You do call if a lab value deviates significantly from the normal (or patient's own baseline), or if the lab value is critically high or low. You will rely on your judgement and critical thinking, and will be better as you gain more experience on when to or when not to call the doctor regarding lab values.
As for your situation...a potassium of 3.3 is consider normal (on the low side, but still within normal range), but a mag level of 1.5 is outside the low end of normal for mag levels. Thus the nurse called the doctor for the mag and not the potassium.
Oh, and as you gain more experience, you will become familiar with the normal range of values for the common labs.
jadelpn, LPN, EMT-B
9 Articles; 4,800 Posts
All of the labs as a whole provide a bigger picture overall on what is happening with a patient.
When you receive a lab report, the highs and lows are "flagged" which means that they should be reported. (and some list "normal" ranges--which can vary slightly by facility)
It is good practice to find out if a practitioner wants all lab results when they come in, (not just the flagged variety) so that any plan of care can be altered asap.
And always use your resources. Your charge nurse can be a second set of eyes as far as if the practitioner doesn't necessarily want lab results until they round, except for the flagged variety.
There's also a critical high system in most hospitals.
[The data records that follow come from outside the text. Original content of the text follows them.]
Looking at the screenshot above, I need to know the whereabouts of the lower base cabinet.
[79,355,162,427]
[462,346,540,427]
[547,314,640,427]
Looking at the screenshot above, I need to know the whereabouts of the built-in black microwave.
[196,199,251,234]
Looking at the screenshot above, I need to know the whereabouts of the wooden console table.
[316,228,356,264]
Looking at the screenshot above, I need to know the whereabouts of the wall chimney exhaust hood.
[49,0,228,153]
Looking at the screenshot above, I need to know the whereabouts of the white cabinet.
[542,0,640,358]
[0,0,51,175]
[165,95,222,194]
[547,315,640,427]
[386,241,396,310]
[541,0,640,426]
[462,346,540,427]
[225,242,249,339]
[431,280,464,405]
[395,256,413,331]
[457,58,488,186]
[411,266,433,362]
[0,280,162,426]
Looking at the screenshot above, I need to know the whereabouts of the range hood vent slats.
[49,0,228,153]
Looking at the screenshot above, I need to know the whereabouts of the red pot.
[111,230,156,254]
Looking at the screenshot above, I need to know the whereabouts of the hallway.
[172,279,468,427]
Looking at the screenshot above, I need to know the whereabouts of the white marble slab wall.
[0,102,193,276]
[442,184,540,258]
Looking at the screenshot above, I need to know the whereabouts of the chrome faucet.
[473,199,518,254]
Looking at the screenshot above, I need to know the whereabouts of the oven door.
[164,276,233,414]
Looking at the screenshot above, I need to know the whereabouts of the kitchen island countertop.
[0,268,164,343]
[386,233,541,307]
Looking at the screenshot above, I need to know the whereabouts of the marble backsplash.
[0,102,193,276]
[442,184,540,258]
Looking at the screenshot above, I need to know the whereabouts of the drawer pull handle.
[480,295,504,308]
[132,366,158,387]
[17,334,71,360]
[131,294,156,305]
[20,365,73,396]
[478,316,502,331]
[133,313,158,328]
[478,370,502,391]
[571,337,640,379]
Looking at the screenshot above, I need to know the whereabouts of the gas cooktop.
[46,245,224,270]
The lab calls with these, speaks directly to the nurse, and protocol is usually the MD is notified within a time frame, and don't forget to document same. With or without new orders, but ask "what is it you would like me to do with this INR of 10?"
KelRN215, BSN, RN
1 Article; 7,349 Posts
It depends on what's going on with the patient. On many units, 3.3 isn't a K+ level that you would do anything about. When I did a clinical in cardiac surgery, they wanted everyone's K+ in the 4 range so just about everyone was on supplements though. People in the outside world walk around with K+ levels of 3.3 and are fine. Mine was 3.1 before I started on supplements.
A sodium level of 133 can be a big deal in one patient but expected in another. If you have a patient in SIADH or Cerebral Salt Wasting, you'd expect hyponatremia and 133 may be your goal for him. If you have a patient in DI and a sodium level of 133, that should tell you something. Either they're over-antidiuresed, fluid overloaded or, if in the immediate post-op/post brain trauma period, they may be entering into the second phase of tri-phasic diabetes insipidus- temporary SIADH- in which case the treatment needs to change immediately. Some drugs can cause hyponatremia and, if asymptomatic, treatment may not be warranted. I've seen kids on Trileptal with sodiums in the 120s on no sodium supps.
PT/PTT- depends if the patient is on anticoagulants. You want the PTT to be elevated for a patient on heparin. A patient who is not anticoagulated with the same elevated PTT would be cause for concern.
WBC- we don't even call panic values to the MD for oncology patients with no WBC count if they're admitted with neutropenia. ANC was 0 yesterday, it's still 0 today, that's why the patient is here. I once had a lab call me to notify me of a WBC count of 3,000. Nothing to be done about that in an oncology patient on active chemo. For another patient, that may indicate a problem.
BUN/Creatinine- there is no such thing as a low value that warrants notifying the MD for either. Elevated levels, again, it depends what's going on with the patient. A creatinine of 1.5 in a patient with ESRD due for dialysis is nothing to write home about but that same creatinine may mean something for a patient on nephrotoxic drugs whose creatinine was 0.6 yesterday.
So, unless you get a call from the lab with a panic value and policy mandates that you notify the provider, there aren't really any hard and fast rules. A hemoglobin of 8 in a post-op patient may indicate a problem but for oncology patient, we don't even transfuse until it's less than 7. You have to look at the whole picture.